En su libro con Éric Hazan, ¿En qué tiempo vivimos?, señala que “la palabra que mantiene abierta hoy la posibilidad de otro mundo es la que cesa de mentir sobre su legitimidad y eficacia, la que asume su estatuto de simple palabra, oasis al lado de otros oasis o isla separada de otras islas. Entre unas y otras existe siempre la posibilidad de caminos por trazar”. ¿La política consistiría en encontrar ese punto de unión entre diferentes “oasis” o “islas”, en “crear un espacio inédito de conexión”?

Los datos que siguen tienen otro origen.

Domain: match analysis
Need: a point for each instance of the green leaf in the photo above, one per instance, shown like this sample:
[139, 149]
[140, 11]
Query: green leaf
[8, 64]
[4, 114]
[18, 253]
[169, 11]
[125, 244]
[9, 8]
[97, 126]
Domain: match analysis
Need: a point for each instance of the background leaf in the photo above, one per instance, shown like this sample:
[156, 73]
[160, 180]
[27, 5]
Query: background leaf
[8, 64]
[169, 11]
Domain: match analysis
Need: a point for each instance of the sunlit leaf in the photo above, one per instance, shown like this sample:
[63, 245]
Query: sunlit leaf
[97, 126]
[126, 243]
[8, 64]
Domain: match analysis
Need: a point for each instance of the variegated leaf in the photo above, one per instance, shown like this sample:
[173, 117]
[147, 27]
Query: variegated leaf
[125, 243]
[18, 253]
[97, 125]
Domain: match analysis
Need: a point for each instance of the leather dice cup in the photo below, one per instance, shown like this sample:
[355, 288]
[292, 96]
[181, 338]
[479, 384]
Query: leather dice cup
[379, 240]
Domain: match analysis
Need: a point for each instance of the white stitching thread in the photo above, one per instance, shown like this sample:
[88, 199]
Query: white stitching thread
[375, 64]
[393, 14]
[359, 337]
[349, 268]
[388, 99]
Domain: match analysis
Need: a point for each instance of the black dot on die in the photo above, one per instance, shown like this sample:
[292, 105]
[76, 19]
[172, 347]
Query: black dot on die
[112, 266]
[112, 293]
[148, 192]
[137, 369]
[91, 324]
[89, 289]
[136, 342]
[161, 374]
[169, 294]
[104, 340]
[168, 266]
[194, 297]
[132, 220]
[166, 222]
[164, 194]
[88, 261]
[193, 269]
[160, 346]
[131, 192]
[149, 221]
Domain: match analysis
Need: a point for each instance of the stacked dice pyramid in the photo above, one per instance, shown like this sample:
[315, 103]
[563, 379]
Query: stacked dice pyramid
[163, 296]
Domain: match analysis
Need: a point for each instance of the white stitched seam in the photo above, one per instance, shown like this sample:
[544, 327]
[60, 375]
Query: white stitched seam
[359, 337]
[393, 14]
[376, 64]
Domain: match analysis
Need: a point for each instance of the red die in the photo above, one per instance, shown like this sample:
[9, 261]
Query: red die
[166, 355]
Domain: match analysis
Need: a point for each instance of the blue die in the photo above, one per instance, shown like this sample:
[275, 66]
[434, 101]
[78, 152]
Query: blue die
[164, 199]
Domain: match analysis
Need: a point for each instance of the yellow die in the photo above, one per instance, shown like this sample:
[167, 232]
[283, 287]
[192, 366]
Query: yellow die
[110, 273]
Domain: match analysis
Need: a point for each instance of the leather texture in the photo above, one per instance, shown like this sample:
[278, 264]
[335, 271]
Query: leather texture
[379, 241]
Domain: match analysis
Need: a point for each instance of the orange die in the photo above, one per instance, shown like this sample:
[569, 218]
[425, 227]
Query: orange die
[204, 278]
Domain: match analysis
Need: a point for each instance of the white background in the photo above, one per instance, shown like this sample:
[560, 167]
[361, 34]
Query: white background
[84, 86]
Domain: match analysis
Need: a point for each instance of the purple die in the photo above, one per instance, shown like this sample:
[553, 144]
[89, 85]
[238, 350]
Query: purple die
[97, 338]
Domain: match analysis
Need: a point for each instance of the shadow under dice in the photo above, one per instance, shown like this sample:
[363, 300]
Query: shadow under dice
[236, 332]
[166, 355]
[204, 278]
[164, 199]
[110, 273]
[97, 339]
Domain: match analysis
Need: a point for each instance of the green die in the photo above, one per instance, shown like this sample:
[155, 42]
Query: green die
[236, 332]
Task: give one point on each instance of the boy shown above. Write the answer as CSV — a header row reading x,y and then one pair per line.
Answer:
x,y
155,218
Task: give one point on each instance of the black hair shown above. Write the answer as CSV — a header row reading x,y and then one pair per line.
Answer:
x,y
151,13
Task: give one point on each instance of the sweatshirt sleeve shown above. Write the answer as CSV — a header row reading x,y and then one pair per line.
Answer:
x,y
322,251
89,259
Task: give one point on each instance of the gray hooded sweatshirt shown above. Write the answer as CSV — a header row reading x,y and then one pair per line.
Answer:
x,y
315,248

No tengo programas ni recetas para la creación de un movimiento revolucionario. Solo digo que una política de emancipación existe bajo la forma de la interrupción de un tiempo normal o quizá también de una brecha, de una isla u oasis que se hace dentro del tejido normal de las relaciones sociales. Se trata de un oasis no solo de resistencia sino también de autonomía, de creación de vidas autónomas respecto a la lógica dominante. Pueden ser espacios de tipo cooperativo de producción, nuevas formas de enseñanza, nuevas maneras de organizar la vida, como la ZAD [zona por defender] de Notre–Dame–des–Landes, en donde vemos una tentativa por romper las antiguas separaciones entre la lucha político–económica y las formas de solidaridad social y de discusión política. A partir de la ruptura de todas estas separaciones podremos pensar la reconstitución de una fuerza política autónoma respecto a la política, partidista, electoralista.